I recommend you use CRYPT_BLOWFISH or PHP 5.5's password_hash() function. For PHP < 5.5 use the password_hash() compatibility pack.
You can also use this PDO example pulled from one of ircmaxell's answers:
Just use a library. Seriously. They exist for a reason.
PHP 5.5+: use password_hash()
PHP 5.3.7+: use password-compat (a compatibility pack for above)
All others: use phpass
Don't do it yourself. If you're creating your own salt, YOU'RE DOING IT WRONG. You should be using a library that handles that for you.
$dbh = new PDO(...);
$username = $_POST["username"];
$email = $_POST["email"];
$password = $_POST["password"];
$hash = password_hash($password, PASSWORD_DEFAULT);
$stmt = $dbh->prepare("insert into users set username=?, email=?, password=?");
$stmt->execute([$username, $email, $hash]);
And on login:
$sql = "SELECT * FROM users WHERE username = ?";
$stmt = $dbh->prepare($sql);
$result = $stmt->execute([$_POST['username']]);
$users = $result->fetchAll();
if (isset($users[0]) {
if (password_verify($_POST['password'], $users[0]->password) {
// valid login
} else {
// invalid password
}
} else {
// invalid username
}
You are using "get" as your form submission method. "post" variables won't be recognized.
Also...
It looks like you're missing the second parameter of your mysql_query() function which is your link identifier to the MySQL connection.
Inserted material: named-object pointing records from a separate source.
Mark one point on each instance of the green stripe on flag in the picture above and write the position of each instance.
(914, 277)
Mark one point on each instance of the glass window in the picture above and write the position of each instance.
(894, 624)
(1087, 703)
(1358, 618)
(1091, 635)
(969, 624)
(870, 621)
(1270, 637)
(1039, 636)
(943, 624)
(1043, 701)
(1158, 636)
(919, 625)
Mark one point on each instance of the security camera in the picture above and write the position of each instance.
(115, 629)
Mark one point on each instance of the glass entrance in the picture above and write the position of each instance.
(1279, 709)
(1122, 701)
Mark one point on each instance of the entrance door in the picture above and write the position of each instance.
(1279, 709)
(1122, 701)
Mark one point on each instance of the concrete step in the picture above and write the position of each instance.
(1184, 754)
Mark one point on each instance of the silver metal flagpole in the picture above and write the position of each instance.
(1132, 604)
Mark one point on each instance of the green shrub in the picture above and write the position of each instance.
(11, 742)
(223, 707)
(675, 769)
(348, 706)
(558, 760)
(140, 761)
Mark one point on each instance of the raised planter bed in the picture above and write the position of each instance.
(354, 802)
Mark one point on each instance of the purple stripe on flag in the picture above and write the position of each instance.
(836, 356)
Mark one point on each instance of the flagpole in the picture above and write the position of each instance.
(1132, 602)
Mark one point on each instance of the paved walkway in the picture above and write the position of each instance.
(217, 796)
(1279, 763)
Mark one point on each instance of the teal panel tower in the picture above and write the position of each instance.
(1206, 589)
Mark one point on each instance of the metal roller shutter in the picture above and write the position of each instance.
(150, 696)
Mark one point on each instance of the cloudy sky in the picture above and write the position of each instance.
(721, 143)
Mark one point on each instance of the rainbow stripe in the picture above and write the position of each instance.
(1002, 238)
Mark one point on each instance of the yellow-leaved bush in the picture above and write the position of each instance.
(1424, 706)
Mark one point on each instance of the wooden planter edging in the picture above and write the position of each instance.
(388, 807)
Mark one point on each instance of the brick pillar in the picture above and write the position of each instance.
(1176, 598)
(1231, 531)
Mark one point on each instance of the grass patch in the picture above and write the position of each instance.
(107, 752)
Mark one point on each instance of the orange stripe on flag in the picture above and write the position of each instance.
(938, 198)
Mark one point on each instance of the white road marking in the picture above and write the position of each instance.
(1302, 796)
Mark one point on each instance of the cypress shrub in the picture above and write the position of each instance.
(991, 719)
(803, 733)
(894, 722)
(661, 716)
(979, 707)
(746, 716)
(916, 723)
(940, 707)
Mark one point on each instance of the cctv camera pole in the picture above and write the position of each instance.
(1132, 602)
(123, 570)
I'm assuming you've created the connection in connection.php.
Typically, the mysql_query() function would be
$result = mysql_query($query, $conn);
with $conn having been pre-defined in your connection.php file.
password is a special word in MySQL, and it might be necessary to put the word in quotes like `password`.
Why are you putting all the information from the form in the link on submit? ex: account_create_submit.php?username=myusername&password=mypassword&isadmin=0
I can see that $username = $_POST['username']; doesn't match the username in your query string.
$query = "INSERT INTOusers(user_name, password, isadmin) VALUES ('$username', '$password', '$isadminB')";
While your fixing that why don't you just make $isadminB and $_POST['isadmin'] the same. Use 'isadminB' in both places.
Check that out and see what happens!